For a generation of American TV viewers, those who went to college in the late 90’s and through the first decade of the new century, Conan was their guy. Nobody else was close.
Given where he came from, this was an amazing achievement, one that few or maybe no other TV star has ever matched. It’s a now familiar tale, but Conan’s success in late night is not unlike an MVP ballplayer having started out as a kid stepping out of the stands at Fenway Park and taking Ted Williams’s spot in the Red Sox batting order.
That was the comparison Conan himself made to me about his unlikely ascension to the job hosting the NBC show David Letterman had created. (He suggested the ballplayer would have worn a uniform with the number “17 and a half” and had a name like “Chip Whitley.”)
A respected young comedy writer for “Saturday Night Live” and “The Simpsons,” Conan took over “Late Night” in 1993 with no real performing experience at all. He did a now-famous audition show for NBC, which showed him to be clever and likeable, but painfully awkward.
His early months as host contained a steady stream of wildly absurd sketches and flashes of real wit, but an equal portion of moments where the show looked like something produced in a nice Irish kid’s rec room. Those moments so distressed NBC that the network offered Conan a 13-week contract at one point, stringing him along with assurances of a new deal that never came. Then, as I wrote about in The New York Times, NBC said it was only going to keep him on the air week-to-week.

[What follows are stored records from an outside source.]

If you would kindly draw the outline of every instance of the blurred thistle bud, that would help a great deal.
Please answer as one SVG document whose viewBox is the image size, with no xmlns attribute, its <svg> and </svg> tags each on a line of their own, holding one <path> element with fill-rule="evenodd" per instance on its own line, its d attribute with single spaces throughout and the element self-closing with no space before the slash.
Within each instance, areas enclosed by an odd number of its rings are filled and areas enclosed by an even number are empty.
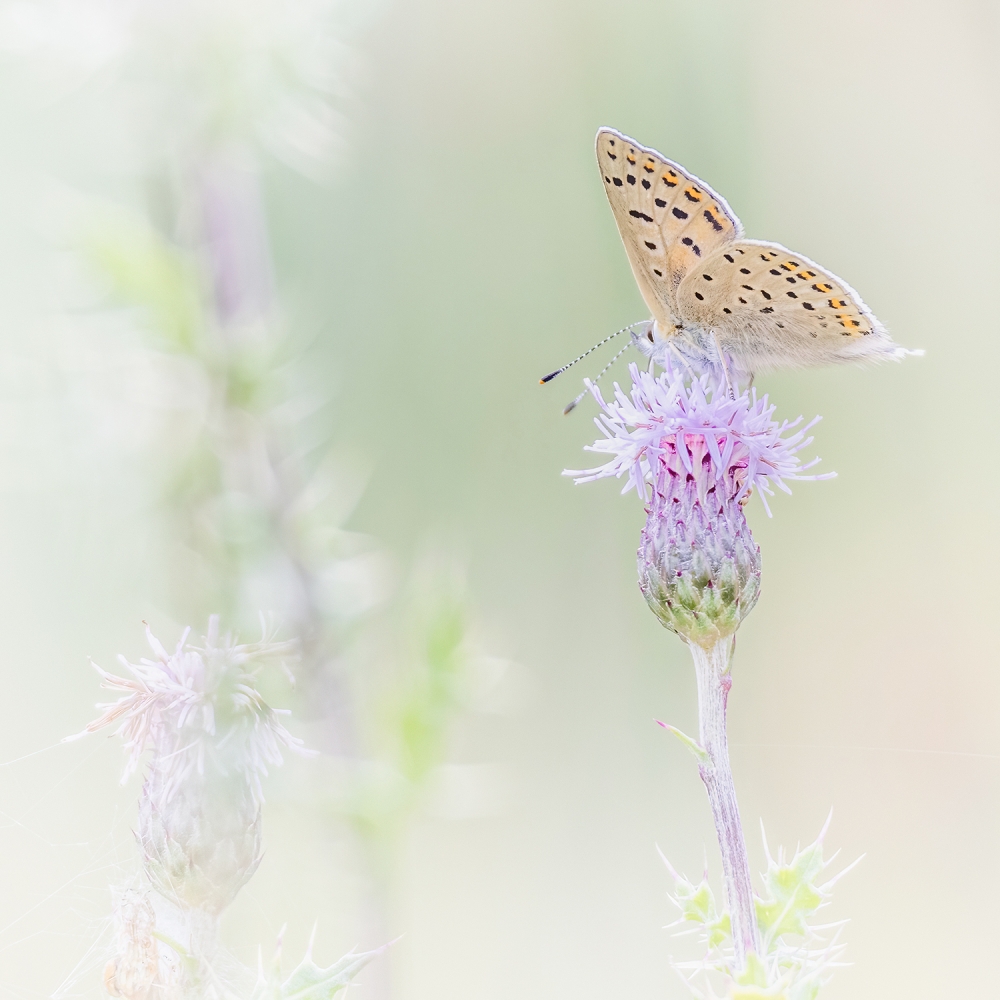
<svg viewBox="0 0 1000 1000">
<path fill-rule="evenodd" d="M 586 450 L 609 455 L 596 469 L 567 471 L 578 483 L 627 476 L 647 501 L 639 546 L 639 586 L 660 622 L 687 642 L 711 649 L 731 636 L 757 603 L 760 550 L 743 516 L 754 486 L 791 492 L 786 480 L 825 479 L 803 473 L 798 452 L 812 442 L 802 418 L 779 423 L 767 396 L 736 399 L 723 379 L 675 369 L 669 358 L 654 376 L 629 366 L 629 396 L 616 384 L 595 423 L 603 434 Z"/>
<path fill-rule="evenodd" d="M 151 771 L 139 798 L 136 840 L 153 887 L 185 910 L 221 913 L 261 859 L 260 805 L 233 775 L 194 774 L 168 793 Z"/>
<path fill-rule="evenodd" d="M 155 659 L 120 658 L 132 678 L 95 664 L 102 687 L 127 693 L 85 732 L 118 723 L 123 782 L 151 751 L 136 831 L 145 874 L 181 909 L 218 914 L 260 861 L 267 765 L 281 763 L 283 747 L 301 752 L 256 688 L 260 666 L 294 644 L 238 645 L 220 638 L 216 616 L 202 646 L 188 644 L 188 631 L 171 654 L 147 627 Z"/>
</svg>

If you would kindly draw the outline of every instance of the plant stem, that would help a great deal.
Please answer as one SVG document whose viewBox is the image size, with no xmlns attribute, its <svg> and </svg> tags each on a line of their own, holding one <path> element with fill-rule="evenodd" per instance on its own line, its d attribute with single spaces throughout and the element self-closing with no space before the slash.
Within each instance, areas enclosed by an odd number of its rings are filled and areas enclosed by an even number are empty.
<svg viewBox="0 0 1000 1000">
<path fill-rule="evenodd" d="M 722 873 L 725 881 L 726 905 L 732 922 L 736 963 L 746 965 L 748 952 L 760 953 L 757 916 L 750 865 L 747 860 L 743 825 L 736 805 L 733 772 L 729 767 L 729 744 L 726 739 L 726 701 L 732 686 L 729 672 L 733 640 L 722 639 L 711 649 L 689 643 L 698 678 L 698 734 L 708 760 L 698 766 L 701 780 L 712 806 L 715 831 L 722 852 Z"/>
</svg>

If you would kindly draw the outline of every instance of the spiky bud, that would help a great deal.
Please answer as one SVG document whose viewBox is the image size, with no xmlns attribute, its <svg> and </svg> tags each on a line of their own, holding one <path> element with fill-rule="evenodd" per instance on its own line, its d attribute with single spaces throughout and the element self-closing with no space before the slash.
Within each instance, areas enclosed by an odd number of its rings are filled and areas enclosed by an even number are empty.
<svg viewBox="0 0 1000 1000">
<path fill-rule="evenodd" d="M 739 628 L 760 592 L 760 549 L 736 499 L 746 466 L 737 461 L 717 478 L 704 435 L 663 445 L 639 545 L 639 588 L 662 625 L 710 649 Z"/>
</svg>

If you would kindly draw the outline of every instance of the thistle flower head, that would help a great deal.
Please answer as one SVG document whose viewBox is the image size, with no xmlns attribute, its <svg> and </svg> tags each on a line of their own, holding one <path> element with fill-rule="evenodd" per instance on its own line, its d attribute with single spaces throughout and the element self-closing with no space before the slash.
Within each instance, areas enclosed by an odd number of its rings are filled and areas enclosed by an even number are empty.
<svg viewBox="0 0 1000 1000">
<path fill-rule="evenodd" d="M 101 687 L 126 692 L 118 701 L 99 706 L 104 713 L 85 732 L 94 733 L 117 722 L 127 761 L 122 782 L 151 751 L 150 770 L 164 778 L 163 792 L 172 796 L 193 773 L 215 770 L 235 774 L 251 788 L 254 801 L 263 799 L 260 779 L 268 764 L 281 763 L 281 748 L 301 750 L 302 741 L 278 721 L 256 688 L 256 674 L 267 661 L 295 650 L 292 642 L 237 644 L 219 635 L 219 619 L 209 619 L 204 645 L 188 643 L 186 629 L 173 653 L 168 653 L 146 626 L 155 659 L 119 662 L 132 677 L 121 677 L 93 664 Z M 81 734 L 82 735 L 82 734 Z"/>
<path fill-rule="evenodd" d="M 102 686 L 124 691 L 86 732 L 117 723 L 128 759 L 123 781 L 149 751 L 136 838 L 150 882 L 188 910 L 218 913 L 261 857 L 261 777 L 301 741 L 278 721 L 256 688 L 263 662 L 292 643 L 239 645 L 209 620 L 203 645 L 185 632 L 168 653 L 149 631 L 155 659 L 130 663 L 132 677 L 95 664 Z"/>
<path fill-rule="evenodd" d="M 567 472 L 577 483 L 626 477 L 647 501 L 639 547 L 639 587 L 660 622 L 687 642 L 711 648 L 731 636 L 757 602 L 760 550 L 743 515 L 754 486 L 791 492 L 804 475 L 799 451 L 819 418 L 779 423 L 767 396 L 669 363 L 659 376 L 629 369 L 629 395 L 616 384 L 596 418 L 603 437 L 587 450 L 608 456 L 595 469 Z"/>
<path fill-rule="evenodd" d="M 747 389 L 731 399 L 725 383 L 710 374 L 691 376 L 669 360 L 660 375 L 629 365 L 632 391 L 615 383 L 614 398 L 605 400 L 588 381 L 601 413 L 594 422 L 603 435 L 585 450 L 607 455 L 594 469 L 567 471 L 577 483 L 626 476 L 622 493 L 634 489 L 648 500 L 659 478 L 661 462 L 696 479 L 699 492 L 713 483 L 723 486 L 724 499 L 744 501 L 756 486 L 791 493 L 794 479 L 826 479 L 830 474 L 803 473 L 818 461 L 802 464 L 798 453 L 812 442 L 809 431 L 819 417 L 802 425 L 802 417 L 779 423 L 768 397 Z M 767 501 L 761 496 L 770 514 Z"/>
</svg>

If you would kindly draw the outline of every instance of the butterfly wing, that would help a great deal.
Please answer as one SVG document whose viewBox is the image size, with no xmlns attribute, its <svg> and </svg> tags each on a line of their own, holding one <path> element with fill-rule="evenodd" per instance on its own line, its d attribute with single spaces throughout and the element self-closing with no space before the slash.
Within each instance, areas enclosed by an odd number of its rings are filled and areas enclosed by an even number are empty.
<svg viewBox="0 0 1000 1000">
<path fill-rule="evenodd" d="M 597 163 L 639 291 L 670 330 L 684 276 L 739 239 L 740 220 L 703 181 L 614 129 L 598 131 Z"/>
<path fill-rule="evenodd" d="M 747 371 L 900 350 L 846 281 L 778 243 L 734 240 L 716 250 L 682 279 L 677 309 Z"/>
</svg>

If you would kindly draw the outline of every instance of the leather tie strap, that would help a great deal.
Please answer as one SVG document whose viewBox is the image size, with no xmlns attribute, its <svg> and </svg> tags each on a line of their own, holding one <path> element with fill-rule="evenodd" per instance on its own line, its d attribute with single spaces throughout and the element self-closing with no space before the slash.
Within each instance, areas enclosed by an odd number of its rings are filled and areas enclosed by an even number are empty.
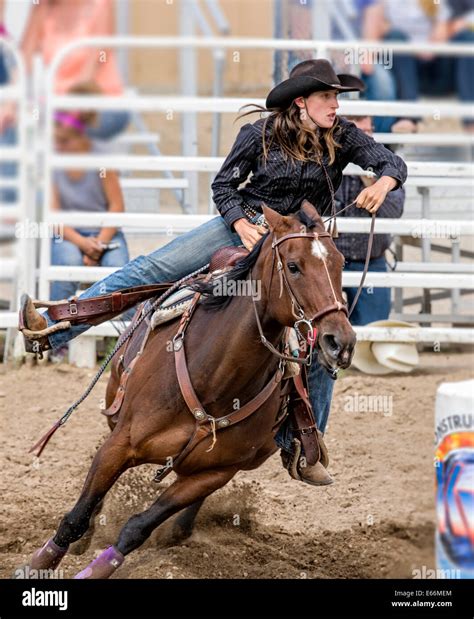
<svg viewBox="0 0 474 619">
<path fill-rule="evenodd" d="M 210 279 L 211 275 L 207 276 L 207 279 Z M 198 423 L 207 423 L 211 419 L 211 415 L 209 415 L 204 406 L 202 405 L 199 397 L 194 391 L 193 384 L 191 382 L 191 377 L 189 376 L 188 364 L 186 361 L 186 353 L 184 350 L 184 334 L 186 328 L 194 314 L 194 310 L 198 304 L 198 301 L 201 297 L 201 293 L 197 292 L 191 305 L 186 310 L 181 318 L 180 325 L 178 327 L 178 331 L 173 339 L 173 349 L 175 355 L 175 366 L 176 366 L 176 375 L 178 378 L 179 387 L 181 389 L 181 394 L 183 396 L 184 401 L 186 402 L 189 410 L 193 414 L 194 418 Z M 258 393 L 252 400 L 247 402 L 241 408 L 232 411 L 228 415 L 224 415 L 223 417 L 215 418 L 216 427 L 226 428 L 230 425 L 234 425 L 235 423 L 239 423 L 252 413 L 254 413 L 260 406 L 262 406 L 268 398 L 271 396 L 273 391 L 276 389 L 278 383 L 283 378 L 283 370 L 278 368 L 273 377 L 267 383 L 267 385 L 263 388 L 260 393 Z M 212 418 L 214 419 L 214 418 Z"/>
<path fill-rule="evenodd" d="M 211 275 L 209 274 L 207 276 L 207 279 L 210 279 L 210 277 Z M 194 314 L 194 310 L 196 309 L 200 297 L 200 292 L 197 292 L 194 295 L 191 305 L 183 314 L 178 327 L 178 331 L 173 338 L 176 377 L 178 379 L 181 395 L 183 396 L 187 407 L 191 411 L 194 419 L 196 420 L 196 426 L 188 443 L 184 446 L 181 452 L 175 458 L 173 458 L 172 464 L 164 466 L 157 471 L 155 476 L 156 482 L 161 482 L 169 473 L 171 473 L 172 470 L 176 468 L 178 464 L 180 464 L 193 451 L 193 449 L 202 440 L 212 434 L 214 441 L 210 449 L 208 450 L 210 451 L 215 444 L 216 431 L 228 428 L 232 425 L 235 425 L 236 423 L 243 421 L 247 417 L 250 417 L 250 415 L 255 413 L 261 406 L 263 406 L 263 404 L 265 404 L 265 402 L 270 398 L 270 396 L 273 394 L 273 392 L 278 387 L 283 378 L 283 370 L 279 367 L 270 379 L 270 381 L 262 389 L 262 391 L 260 391 L 254 398 L 252 398 L 240 409 L 232 411 L 231 413 L 229 413 L 228 415 L 224 415 L 223 417 L 213 417 L 212 415 L 209 415 L 194 390 L 191 377 L 189 375 L 186 353 L 184 349 L 184 334 Z"/>
<path fill-rule="evenodd" d="M 104 314 L 120 314 L 137 303 L 162 294 L 172 285 L 170 282 L 162 282 L 149 286 L 135 286 L 89 299 L 73 298 L 70 301 L 52 303 L 36 302 L 35 307 L 47 307 L 48 314 L 53 320 L 92 323 L 97 318 L 102 318 Z"/>
<path fill-rule="evenodd" d="M 157 473 L 155 478 L 156 481 L 164 479 L 164 477 L 170 473 L 176 465 L 180 464 L 203 439 L 213 434 L 216 430 L 222 430 L 240 423 L 255 413 L 270 398 L 283 378 L 283 371 L 278 368 L 262 391 L 240 409 L 232 411 L 223 417 L 212 417 L 212 415 L 206 412 L 194 391 L 186 362 L 184 341 L 181 338 L 178 342 L 180 344 L 177 349 L 175 348 L 176 375 L 183 399 L 196 420 L 196 427 L 187 445 L 174 459 L 172 466 L 164 467 Z"/>
<path fill-rule="evenodd" d="M 302 354 L 302 353 L 300 353 Z M 299 434 L 306 462 L 309 465 L 316 464 L 321 458 L 321 448 L 318 440 L 318 427 L 313 413 L 313 407 L 309 401 L 307 387 L 307 376 L 305 373 L 305 382 L 303 381 L 303 371 L 305 368 L 293 376 L 293 384 L 299 396 L 293 408 L 293 417 L 296 422 L 296 428 L 293 428 Z"/>
</svg>

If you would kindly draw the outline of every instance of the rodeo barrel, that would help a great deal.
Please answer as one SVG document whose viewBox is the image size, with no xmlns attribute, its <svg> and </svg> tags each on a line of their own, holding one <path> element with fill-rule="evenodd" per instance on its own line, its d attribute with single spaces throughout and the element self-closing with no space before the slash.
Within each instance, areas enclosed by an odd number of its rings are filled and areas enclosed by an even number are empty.
<svg viewBox="0 0 474 619">
<path fill-rule="evenodd" d="M 474 578 L 474 380 L 436 395 L 437 575 Z"/>
</svg>

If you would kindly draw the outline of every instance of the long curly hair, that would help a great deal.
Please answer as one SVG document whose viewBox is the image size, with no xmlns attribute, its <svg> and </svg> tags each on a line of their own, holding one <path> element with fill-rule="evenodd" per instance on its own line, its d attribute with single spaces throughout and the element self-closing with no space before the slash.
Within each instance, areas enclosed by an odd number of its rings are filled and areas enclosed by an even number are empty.
<svg viewBox="0 0 474 619">
<path fill-rule="evenodd" d="M 265 161 L 267 160 L 271 145 L 276 143 L 288 159 L 299 161 L 312 161 L 314 159 L 320 161 L 324 147 L 326 147 L 329 155 L 329 164 L 334 163 L 336 150 L 341 147 L 334 136 L 339 126 L 339 119 L 337 117 L 332 127 L 314 130 L 305 126 L 301 119 L 300 108 L 294 101 L 285 110 L 269 110 L 261 105 L 252 103 L 244 105 L 243 108 L 250 106 L 254 109 L 239 114 L 236 120 L 244 118 L 249 114 L 270 112 L 270 115 L 265 118 L 262 132 Z M 271 126 L 270 131 L 267 130 L 269 123 Z"/>
</svg>

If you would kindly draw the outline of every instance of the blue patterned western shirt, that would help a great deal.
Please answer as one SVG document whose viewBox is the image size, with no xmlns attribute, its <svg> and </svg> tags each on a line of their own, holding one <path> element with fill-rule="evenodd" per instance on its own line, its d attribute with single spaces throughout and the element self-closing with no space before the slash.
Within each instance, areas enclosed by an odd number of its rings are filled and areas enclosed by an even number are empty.
<svg viewBox="0 0 474 619">
<path fill-rule="evenodd" d="M 406 179 L 404 161 L 382 144 L 358 129 L 354 123 L 343 117 L 338 119 L 334 132 L 336 160 L 330 165 L 325 151 L 322 161 L 337 190 L 342 181 L 342 170 L 348 163 L 355 163 L 364 169 L 372 169 L 377 176 L 391 176 L 400 187 Z M 263 157 L 264 119 L 248 123 L 241 129 L 213 183 L 213 199 L 219 213 L 229 227 L 242 217 L 247 204 L 257 212 L 262 203 L 282 215 L 297 211 L 304 198 L 309 200 L 321 215 L 331 213 L 331 194 L 324 170 L 316 161 L 295 161 L 286 159 L 281 148 L 273 143 L 268 159 Z M 271 133 L 272 117 L 267 123 L 267 135 Z M 245 186 L 240 187 L 251 174 Z"/>
</svg>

Conan came back from that low point spectacularly, giving NBC 16 years of a hit late-night show.
As bitter as that initial fight for survival was, it could never, of course, match the turn of events that resulted in Conan losing his shot at hosting “The Tonight Show” in 2010, after just seven months. NBC’s plan to install his predecessor Jay Leno in a 10 p.m. show failed, so the network proposed moving Leno to O’Brien’s slot at 11:35 p.m. O’Brien refused to be bumped to 12:05 a.m. and decided to move on.
No assessment of Conan’s career is ever going to leave out the network battles he was compelled to engage in to keep his place in late night alive. But in the end, they don’t really matter.
What matters in the careers of the individuals who put themselves front and center four or five nights a week as hosts of the American phenomenon known as a late-night show is whether or not they made significant contributions to the genre; whether their best material stands up over time as fresh, creative, original comedy.
Conan passes that test with high honors.
Conan has said that he believes his brand of comedy would be found in a Venn diagram where smart meets silly. I think it might be called sophisticated silliness.
The levels of comic absurdity Conan reached from his three different late-night shows are like nothing else ever created for television.
That’s what really matters about his career as a late-night star. He was always ambitious, always trying to lift his show and the late-night genre to a more creative, imaginative, funnier level. He leaves behind no doubt: He accomplished all of that.